I have again been feeling the pull to write, but have continuously put it off. Again, telling myself I'm not good enough and no one really wants to hear what lil ole me has to say. I'm a nobody in the writing world.

Then:

Josh "By the way, I thought about something that I miss .... from you!"

Me "Oh yeah? What's what?"

Josh "Your blogs! I already have an idea about the things you'll write about. However, it's still nice to
         hear your heart through writings!"

My amazing husband said that to me and not only did it warm my heart, but it inspired me to write more.

Half

Then came this post that I, again, wrote a couple of months ago, but didn't publish.



.5

50%

One half

There are so many things that these can stand for.

The two significant things this stands for with me right now are half way to one year and half way to being a teenager.

I can't believe that 7 1/2 months have gone by already and my baby is half way to being one! He is rolling everywhere, sitting up like a champ, making all sorts of new noises, saying mama and dada, laughing at his brother, smiling at our dog, eating solid foods like a big boy and growing so fast!

He loves green beans and squash! I have been processing my own food - so fun! Those two have been the overall hit with him.

Austin and I have fallen into a pretty nice routine that seems to work for all of us.

Liam will be 7 in less than a month - he's already half way to a teenager - ah! How did that much time go by? It seems like just yesterday he was Austin's age and just beginning to learn things.
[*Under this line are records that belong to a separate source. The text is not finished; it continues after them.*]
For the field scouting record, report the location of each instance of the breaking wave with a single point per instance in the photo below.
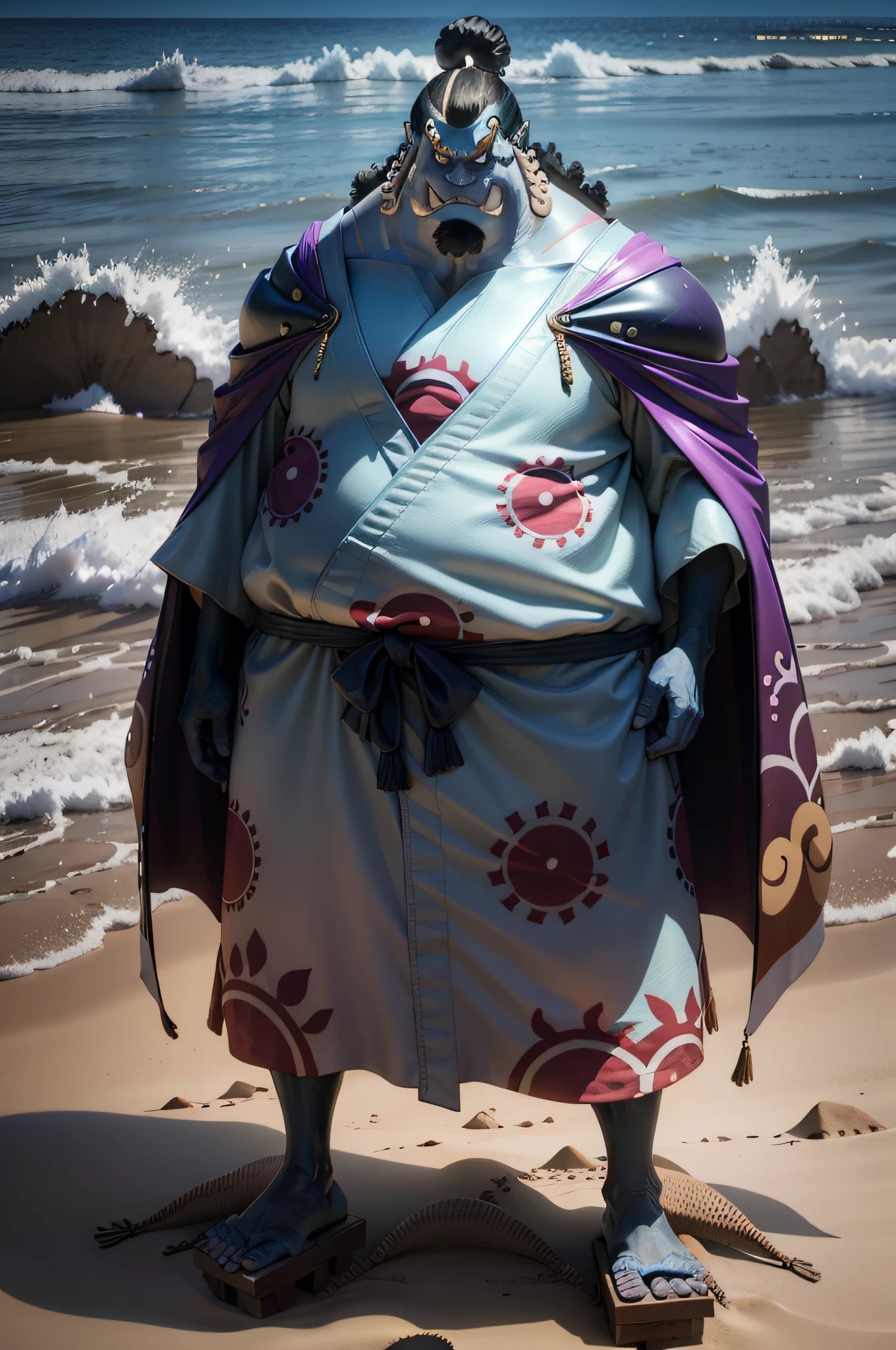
(46, 773)
(829, 585)
(95, 554)
(109, 920)
(148, 289)
(565, 61)
(840, 510)
(772, 292)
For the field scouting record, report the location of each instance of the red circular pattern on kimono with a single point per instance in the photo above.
(592, 1064)
(412, 614)
(551, 863)
(551, 866)
(547, 501)
(240, 864)
(296, 481)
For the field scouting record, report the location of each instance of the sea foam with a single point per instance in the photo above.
(95, 554)
(565, 60)
(840, 510)
(108, 921)
(91, 400)
(772, 292)
(830, 583)
(148, 289)
(46, 773)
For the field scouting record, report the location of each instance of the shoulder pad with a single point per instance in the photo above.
(277, 307)
(668, 311)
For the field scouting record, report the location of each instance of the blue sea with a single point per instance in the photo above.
(168, 162)
(186, 149)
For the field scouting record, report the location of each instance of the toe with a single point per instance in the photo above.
(629, 1285)
(265, 1254)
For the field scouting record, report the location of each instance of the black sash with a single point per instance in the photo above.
(372, 671)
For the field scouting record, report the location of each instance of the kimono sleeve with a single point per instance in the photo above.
(687, 517)
(206, 548)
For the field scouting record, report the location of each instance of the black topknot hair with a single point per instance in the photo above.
(484, 42)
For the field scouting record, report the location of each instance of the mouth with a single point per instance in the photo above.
(458, 238)
(493, 206)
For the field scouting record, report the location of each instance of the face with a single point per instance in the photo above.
(464, 202)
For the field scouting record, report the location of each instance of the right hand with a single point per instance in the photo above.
(207, 720)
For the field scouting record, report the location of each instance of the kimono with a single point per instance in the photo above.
(471, 471)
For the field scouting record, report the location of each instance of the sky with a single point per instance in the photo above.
(400, 9)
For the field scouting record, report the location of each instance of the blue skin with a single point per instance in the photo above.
(304, 1198)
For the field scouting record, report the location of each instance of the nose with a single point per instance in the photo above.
(459, 175)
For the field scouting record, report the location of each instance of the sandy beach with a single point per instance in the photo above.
(86, 1064)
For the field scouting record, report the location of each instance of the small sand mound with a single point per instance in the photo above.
(834, 1121)
(659, 1161)
(238, 1088)
(482, 1121)
(566, 1159)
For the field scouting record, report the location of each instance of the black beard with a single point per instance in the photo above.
(458, 238)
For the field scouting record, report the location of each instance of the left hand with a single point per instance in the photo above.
(671, 704)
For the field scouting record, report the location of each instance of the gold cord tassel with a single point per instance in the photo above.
(566, 361)
(320, 354)
(710, 1016)
(744, 1068)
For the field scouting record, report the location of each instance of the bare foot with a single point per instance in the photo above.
(644, 1252)
(280, 1223)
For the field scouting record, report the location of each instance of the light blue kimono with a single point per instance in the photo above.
(528, 918)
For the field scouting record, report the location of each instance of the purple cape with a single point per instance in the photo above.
(760, 838)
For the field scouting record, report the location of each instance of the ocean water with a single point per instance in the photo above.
(168, 161)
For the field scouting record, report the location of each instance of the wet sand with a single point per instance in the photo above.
(841, 440)
(86, 1063)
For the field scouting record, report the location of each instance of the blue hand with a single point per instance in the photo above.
(674, 681)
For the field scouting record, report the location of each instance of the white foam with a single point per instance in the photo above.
(838, 510)
(772, 193)
(770, 293)
(46, 773)
(865, 912)
(96, 554)
(830, 583)
(563, 61)
(148, 289)
(108, 921)
(96, 469)
(872, 748)
(91, 400)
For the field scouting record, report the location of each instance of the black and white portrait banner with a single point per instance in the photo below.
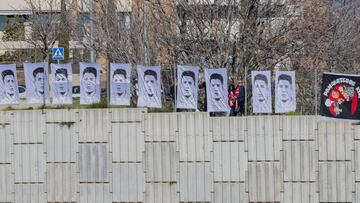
(340, 94)
(89, 83)
(149, 81)
(120, 84)
(261, 91)
(285, 92)
(187, 88)
(216, 90)
(9, 86)
(37, 85)
(61, 80)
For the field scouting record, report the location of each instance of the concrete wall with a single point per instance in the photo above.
(128, 155)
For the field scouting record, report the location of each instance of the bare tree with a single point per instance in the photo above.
(241, 35)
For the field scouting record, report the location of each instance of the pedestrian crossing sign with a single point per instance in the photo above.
(58, 53)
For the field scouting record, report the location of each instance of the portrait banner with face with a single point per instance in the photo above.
(285, 92)
(149, 82)
(89, 83)
(216, 90)
(9, 86)
(61, 75)
(340, 94)
(261, 91)
(120, 84)
(187, 89)
(37, 85)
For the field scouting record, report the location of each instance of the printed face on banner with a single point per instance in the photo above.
(261, 92)
(340, 96)
(90, 83)
(216, 85)
(39, 80)
(36, 83)
(10, 94)
(62, 85)
(149, 84)
(285, 92)
(187, 87)
(120, 84)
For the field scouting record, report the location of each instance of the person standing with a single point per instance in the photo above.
(232, 100)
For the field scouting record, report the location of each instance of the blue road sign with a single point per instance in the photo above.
(58, 53)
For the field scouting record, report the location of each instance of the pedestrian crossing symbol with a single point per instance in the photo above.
(58, 53)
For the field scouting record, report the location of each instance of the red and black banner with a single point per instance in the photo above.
(340, 94)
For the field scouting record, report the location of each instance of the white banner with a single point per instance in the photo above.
(149, 80)
(261, 91)
(9, 86)
(285, 92)
(120, 75)
(216, 90)
(89, 83)
(37, 85)
(187, 88)
(61, 75)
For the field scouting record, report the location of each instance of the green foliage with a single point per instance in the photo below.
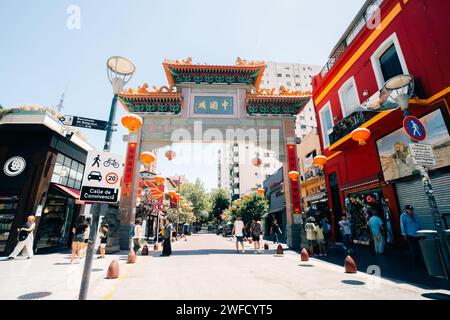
(220, 200)
(255, 207)
(196, 194)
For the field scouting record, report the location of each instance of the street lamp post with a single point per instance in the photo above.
(402, 87)
(120, 70)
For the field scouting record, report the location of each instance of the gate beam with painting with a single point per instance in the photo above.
(221, 104)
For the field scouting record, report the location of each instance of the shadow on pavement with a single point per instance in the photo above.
(394, 264)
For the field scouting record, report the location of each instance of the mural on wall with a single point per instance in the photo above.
(396, 162)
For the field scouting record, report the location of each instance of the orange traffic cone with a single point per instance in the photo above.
(350, 265)
(304, 255)
(113, 270)
(280, 250)
(131, 257)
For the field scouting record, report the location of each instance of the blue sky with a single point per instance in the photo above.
(40, 57)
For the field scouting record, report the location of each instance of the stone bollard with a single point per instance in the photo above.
(280, 250)
(113, 270)
(131, 257)
(350, 265)
(304, 255)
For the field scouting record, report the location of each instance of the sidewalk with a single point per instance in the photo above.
(394, 264)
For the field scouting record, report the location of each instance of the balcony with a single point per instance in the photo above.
(350, 123)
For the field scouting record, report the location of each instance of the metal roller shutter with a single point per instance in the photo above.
(412, 193)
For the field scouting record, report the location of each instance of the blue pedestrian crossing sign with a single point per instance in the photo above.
(414, 128)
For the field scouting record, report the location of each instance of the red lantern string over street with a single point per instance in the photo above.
(170, 155)
(320, 161)
(257, 162)
(132, 122)
(293, 175)
(147, 157)
(361, 135)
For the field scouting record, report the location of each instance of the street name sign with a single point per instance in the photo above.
(422, 154)
(101, 180)
(87, 123)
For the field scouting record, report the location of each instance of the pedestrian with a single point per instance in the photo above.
(87, 233)
(256, 235)
(78, 238)
(167, 243)
(377, 229)
(104, 234)
(26, 239)
(275, 230)
(346, 230)
(320, 238)
(326, 229)
(310, 228)
(136, 235)
(185, 231)
(409, 225)
(238, 232)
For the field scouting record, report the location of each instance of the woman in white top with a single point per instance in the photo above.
(25, 233)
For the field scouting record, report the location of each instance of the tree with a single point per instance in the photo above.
(255, 207)
(196, 194)
(220, 201)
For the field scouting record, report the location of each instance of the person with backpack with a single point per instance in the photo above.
(25, 238)
(78, 238)
(255, 231)
(136, 235)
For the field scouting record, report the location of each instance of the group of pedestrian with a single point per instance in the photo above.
(315, 234)
(255, 231)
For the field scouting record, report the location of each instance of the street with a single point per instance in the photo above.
(204, 267)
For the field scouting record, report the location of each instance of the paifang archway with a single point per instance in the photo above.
(216, 103)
Now he is over half done with first grade, almost 7 and crazy smart!

I can't blink - before I know it they will be half way to 30, half done with college, half way to their wedding and kids of their own....

Never Too Late To Write

This post is actually something I wrote a couple of months ago, but didn't get the chance to actually publish it.
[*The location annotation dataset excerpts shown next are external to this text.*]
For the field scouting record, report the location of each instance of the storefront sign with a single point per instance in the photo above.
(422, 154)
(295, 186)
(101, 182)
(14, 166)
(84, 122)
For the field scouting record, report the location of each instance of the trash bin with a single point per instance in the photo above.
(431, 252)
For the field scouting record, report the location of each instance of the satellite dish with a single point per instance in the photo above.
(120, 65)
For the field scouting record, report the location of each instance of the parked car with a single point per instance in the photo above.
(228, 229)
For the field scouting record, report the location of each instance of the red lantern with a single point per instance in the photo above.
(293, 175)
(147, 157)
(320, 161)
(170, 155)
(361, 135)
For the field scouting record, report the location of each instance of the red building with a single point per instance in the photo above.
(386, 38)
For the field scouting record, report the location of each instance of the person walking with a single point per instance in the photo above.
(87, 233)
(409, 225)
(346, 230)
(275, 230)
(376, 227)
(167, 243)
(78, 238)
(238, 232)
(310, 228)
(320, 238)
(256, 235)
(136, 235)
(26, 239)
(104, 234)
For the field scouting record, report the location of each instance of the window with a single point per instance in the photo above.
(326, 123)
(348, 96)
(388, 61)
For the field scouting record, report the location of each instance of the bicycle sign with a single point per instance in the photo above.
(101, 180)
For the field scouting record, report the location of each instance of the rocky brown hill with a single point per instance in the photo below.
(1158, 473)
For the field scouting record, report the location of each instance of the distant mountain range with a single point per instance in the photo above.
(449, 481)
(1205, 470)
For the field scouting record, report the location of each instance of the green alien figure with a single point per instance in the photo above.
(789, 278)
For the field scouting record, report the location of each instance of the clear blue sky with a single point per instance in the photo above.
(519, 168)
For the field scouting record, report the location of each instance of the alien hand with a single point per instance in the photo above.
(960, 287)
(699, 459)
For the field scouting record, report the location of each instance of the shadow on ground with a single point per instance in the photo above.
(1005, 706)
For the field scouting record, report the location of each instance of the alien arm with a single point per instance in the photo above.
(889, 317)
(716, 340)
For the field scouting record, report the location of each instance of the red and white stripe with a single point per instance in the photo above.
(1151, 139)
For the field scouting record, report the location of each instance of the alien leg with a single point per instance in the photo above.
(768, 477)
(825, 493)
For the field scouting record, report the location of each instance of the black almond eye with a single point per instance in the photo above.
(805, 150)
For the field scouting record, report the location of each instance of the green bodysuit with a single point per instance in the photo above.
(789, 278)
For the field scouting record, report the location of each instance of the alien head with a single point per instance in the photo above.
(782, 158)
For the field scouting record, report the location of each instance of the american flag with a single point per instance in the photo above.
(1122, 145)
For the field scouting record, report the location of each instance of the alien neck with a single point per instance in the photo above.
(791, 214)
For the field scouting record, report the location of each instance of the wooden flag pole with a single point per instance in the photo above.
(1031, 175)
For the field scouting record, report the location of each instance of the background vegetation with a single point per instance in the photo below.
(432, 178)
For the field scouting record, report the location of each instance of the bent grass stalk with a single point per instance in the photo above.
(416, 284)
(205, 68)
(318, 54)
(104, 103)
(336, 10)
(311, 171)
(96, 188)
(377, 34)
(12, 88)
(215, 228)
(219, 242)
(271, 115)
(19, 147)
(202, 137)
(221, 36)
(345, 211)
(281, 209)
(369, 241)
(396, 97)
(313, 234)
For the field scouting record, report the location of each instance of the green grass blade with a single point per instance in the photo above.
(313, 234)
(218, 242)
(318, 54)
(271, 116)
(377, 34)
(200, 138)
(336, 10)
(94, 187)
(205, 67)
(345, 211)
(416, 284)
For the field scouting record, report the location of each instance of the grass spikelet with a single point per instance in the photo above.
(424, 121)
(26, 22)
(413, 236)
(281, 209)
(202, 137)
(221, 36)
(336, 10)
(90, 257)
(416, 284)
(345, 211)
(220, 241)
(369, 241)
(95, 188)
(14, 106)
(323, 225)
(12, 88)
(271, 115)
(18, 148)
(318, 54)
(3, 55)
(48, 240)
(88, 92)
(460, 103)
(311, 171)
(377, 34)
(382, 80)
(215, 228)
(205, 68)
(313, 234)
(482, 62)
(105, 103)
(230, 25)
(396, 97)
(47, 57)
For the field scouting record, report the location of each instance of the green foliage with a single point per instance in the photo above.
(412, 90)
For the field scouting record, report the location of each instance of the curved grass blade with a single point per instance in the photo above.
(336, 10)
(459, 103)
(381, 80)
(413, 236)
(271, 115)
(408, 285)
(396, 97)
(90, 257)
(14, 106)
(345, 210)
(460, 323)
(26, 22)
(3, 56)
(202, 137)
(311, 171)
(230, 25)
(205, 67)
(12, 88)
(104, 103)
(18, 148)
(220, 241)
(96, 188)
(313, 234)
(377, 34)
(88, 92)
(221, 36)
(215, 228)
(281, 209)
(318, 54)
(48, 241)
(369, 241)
So much time has gone by. I have found every excuse under the sun not to write:

It started with I got busy.

Moved to I need to sleep while Austin is because I'm tired, so I don't write.
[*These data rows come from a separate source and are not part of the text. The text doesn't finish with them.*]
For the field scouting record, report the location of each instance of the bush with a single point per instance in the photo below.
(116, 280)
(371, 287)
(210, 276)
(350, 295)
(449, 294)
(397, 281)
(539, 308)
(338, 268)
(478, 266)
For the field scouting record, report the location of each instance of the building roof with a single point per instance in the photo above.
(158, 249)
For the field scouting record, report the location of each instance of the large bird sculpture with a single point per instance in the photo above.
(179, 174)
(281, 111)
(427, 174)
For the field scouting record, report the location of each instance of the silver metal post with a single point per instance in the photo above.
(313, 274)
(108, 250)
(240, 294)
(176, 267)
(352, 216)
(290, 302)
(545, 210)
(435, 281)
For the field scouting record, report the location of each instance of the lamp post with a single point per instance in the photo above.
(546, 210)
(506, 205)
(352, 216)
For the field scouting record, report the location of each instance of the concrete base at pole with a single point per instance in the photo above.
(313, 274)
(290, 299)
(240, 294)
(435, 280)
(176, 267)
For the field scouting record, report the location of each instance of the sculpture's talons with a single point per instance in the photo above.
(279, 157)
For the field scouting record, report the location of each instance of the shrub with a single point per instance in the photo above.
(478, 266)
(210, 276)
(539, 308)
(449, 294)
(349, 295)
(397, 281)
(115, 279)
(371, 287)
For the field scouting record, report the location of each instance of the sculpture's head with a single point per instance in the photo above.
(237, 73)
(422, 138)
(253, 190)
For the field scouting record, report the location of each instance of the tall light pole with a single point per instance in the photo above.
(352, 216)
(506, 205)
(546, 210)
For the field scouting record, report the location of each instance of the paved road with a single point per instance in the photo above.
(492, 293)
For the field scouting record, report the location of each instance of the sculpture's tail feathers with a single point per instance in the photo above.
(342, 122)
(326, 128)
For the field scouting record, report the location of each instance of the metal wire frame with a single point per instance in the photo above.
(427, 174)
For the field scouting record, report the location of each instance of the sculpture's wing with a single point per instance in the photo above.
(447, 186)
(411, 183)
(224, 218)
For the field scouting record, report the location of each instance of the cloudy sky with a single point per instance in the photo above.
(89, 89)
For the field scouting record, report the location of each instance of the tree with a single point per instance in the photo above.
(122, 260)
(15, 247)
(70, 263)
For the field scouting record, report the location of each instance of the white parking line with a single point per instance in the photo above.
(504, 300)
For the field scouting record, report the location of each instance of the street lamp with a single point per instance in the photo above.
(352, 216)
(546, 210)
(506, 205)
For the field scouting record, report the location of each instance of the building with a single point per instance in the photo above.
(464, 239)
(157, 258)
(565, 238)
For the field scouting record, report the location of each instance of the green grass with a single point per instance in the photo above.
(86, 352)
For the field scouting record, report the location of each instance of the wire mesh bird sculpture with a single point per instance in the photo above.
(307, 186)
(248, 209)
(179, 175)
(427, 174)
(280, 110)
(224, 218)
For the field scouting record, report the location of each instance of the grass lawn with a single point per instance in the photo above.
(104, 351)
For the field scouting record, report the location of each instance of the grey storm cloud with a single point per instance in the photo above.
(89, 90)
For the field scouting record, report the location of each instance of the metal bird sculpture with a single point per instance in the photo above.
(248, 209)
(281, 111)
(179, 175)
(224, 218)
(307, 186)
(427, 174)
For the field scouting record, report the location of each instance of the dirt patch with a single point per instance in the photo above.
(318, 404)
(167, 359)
Then, Liam is home on break and I need/want to spend time with him. And Josh is on vacation because of holidays and I need/want to spend time with him.

On to, does it even matter if I write?

And so on to the point that it was easier to come up with a reason not to write then it was to write. It was harder for me to come up with a reason to write.

Until I picked up my notebook yesterday and started thinking about and writing my book again. The love for writing instantly came back and now it's all I can think about.

So now I am just writing to write because the urge is there and my mind can't be quieted.